Parliament passed the supplementary budget bill for 2007 and an amended budget implementation act (45:22), which envisages two changes that raise the projected budget deficit from 1% to 1.2% of GDP in 2007
Parliament passed on Thursday, 12 July the supplementary budget bill for 2007 and an amended budget implementation act (45:22), which envisages two changes that raise the projected budget deficit from 1% to 1.2% of GDP in 2007.
The supplementary budget is needed because certain activities in the domain of the Public Agency for Rail Transport will be transferred to the newly established Directorate for the Management of Investment in Public Rail Infrastructure.
The second change is a supply of fresh capital to NLB, Slovenia's leading bank, in the amount of EUR 50m. The money will come from the proceeds from the recent sale of the majority stake in steel group SIJ.
Overall, budget revenues will remain unchanged at EUR 7.76bn while expenditures will increase by EUR 60.5m to EUR 8.087m.
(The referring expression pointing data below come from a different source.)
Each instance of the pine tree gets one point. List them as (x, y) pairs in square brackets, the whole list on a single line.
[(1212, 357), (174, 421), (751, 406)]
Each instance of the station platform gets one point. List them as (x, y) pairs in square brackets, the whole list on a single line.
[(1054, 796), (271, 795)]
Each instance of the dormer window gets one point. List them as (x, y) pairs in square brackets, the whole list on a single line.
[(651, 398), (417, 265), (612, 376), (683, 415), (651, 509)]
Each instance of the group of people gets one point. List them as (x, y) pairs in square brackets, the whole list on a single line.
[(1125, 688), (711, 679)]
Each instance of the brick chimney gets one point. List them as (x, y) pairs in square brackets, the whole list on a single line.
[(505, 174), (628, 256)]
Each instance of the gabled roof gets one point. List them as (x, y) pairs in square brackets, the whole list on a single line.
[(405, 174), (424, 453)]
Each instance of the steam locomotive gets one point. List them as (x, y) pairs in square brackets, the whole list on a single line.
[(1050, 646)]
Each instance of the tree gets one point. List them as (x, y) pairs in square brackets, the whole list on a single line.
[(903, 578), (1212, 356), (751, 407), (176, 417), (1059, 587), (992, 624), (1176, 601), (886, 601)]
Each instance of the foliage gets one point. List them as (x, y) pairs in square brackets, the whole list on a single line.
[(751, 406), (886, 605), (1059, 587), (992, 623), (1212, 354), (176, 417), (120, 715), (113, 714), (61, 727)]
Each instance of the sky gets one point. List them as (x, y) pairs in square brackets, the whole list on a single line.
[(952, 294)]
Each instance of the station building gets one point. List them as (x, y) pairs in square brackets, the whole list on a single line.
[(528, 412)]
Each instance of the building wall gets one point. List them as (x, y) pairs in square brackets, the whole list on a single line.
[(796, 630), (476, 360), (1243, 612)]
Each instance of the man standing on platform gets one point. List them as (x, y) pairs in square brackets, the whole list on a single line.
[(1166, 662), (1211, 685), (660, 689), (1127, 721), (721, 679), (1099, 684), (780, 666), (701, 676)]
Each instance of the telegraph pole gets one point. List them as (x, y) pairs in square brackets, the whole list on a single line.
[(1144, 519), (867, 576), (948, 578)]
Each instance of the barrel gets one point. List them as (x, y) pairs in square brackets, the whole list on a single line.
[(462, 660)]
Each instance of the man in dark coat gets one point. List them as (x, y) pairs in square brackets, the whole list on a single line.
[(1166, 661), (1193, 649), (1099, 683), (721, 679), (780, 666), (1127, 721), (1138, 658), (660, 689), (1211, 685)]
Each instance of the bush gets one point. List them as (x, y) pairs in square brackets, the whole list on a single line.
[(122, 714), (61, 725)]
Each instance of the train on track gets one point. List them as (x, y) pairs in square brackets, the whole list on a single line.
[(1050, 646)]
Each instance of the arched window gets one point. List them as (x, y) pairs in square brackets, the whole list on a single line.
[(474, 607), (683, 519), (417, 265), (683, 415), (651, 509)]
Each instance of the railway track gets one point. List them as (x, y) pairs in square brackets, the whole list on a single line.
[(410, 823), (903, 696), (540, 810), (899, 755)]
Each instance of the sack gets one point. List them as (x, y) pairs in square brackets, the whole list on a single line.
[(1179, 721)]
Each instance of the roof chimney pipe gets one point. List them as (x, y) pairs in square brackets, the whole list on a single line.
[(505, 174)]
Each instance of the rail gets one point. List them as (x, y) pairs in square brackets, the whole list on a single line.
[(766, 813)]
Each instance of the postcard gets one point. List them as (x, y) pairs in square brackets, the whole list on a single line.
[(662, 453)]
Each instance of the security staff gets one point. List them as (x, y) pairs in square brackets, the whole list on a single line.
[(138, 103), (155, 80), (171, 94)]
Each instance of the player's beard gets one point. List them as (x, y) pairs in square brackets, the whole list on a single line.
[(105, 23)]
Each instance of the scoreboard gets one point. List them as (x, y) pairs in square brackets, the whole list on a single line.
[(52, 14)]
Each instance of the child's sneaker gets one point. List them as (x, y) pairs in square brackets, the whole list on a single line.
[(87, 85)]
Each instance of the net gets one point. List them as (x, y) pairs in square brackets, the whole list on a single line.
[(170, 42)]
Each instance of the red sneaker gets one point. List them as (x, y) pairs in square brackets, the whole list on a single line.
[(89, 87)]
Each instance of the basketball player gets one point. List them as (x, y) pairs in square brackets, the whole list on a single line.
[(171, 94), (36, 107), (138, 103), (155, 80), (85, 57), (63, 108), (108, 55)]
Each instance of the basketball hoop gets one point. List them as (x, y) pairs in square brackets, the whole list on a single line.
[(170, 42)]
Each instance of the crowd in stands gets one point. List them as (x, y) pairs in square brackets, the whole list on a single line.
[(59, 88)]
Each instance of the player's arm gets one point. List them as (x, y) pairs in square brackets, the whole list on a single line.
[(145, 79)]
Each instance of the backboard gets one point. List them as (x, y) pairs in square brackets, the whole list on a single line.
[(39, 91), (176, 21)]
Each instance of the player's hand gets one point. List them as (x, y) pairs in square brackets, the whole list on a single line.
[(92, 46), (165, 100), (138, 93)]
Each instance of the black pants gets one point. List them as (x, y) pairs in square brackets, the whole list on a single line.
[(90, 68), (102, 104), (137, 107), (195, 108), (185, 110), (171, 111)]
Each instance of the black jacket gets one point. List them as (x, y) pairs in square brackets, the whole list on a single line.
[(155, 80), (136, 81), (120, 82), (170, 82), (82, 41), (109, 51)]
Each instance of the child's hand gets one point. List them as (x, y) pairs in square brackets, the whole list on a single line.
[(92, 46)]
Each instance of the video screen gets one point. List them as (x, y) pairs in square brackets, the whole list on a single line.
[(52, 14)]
The general government deficit is expected to remain level at 1.4% of GDP.
Explaining the supplementary budget, Prime Minister Janez Jansa said that the reducing the general government deficit and retaining the public debt at a low level remained the priorities of the government's public finance policy.
Slovenia is committed to the mid-term goal of the EU's Stability and Growth Pact to keep the cyclically-adjusted general government deficit below 1% of GDP. "Due to pressing investment in rail infrastructure, we will reach this goal in 2009," Jansa said.
Despite the increased spending on rail investment, public spending will have been reduced by 3% of GDP during this government's term, he said.
According to Finance Minister Andrej Bajuk, given annual GDP growth of 4.7% the budget deficit will be at 24.7% of GDP in 2007, dropping to about 23% of GDP in 2009.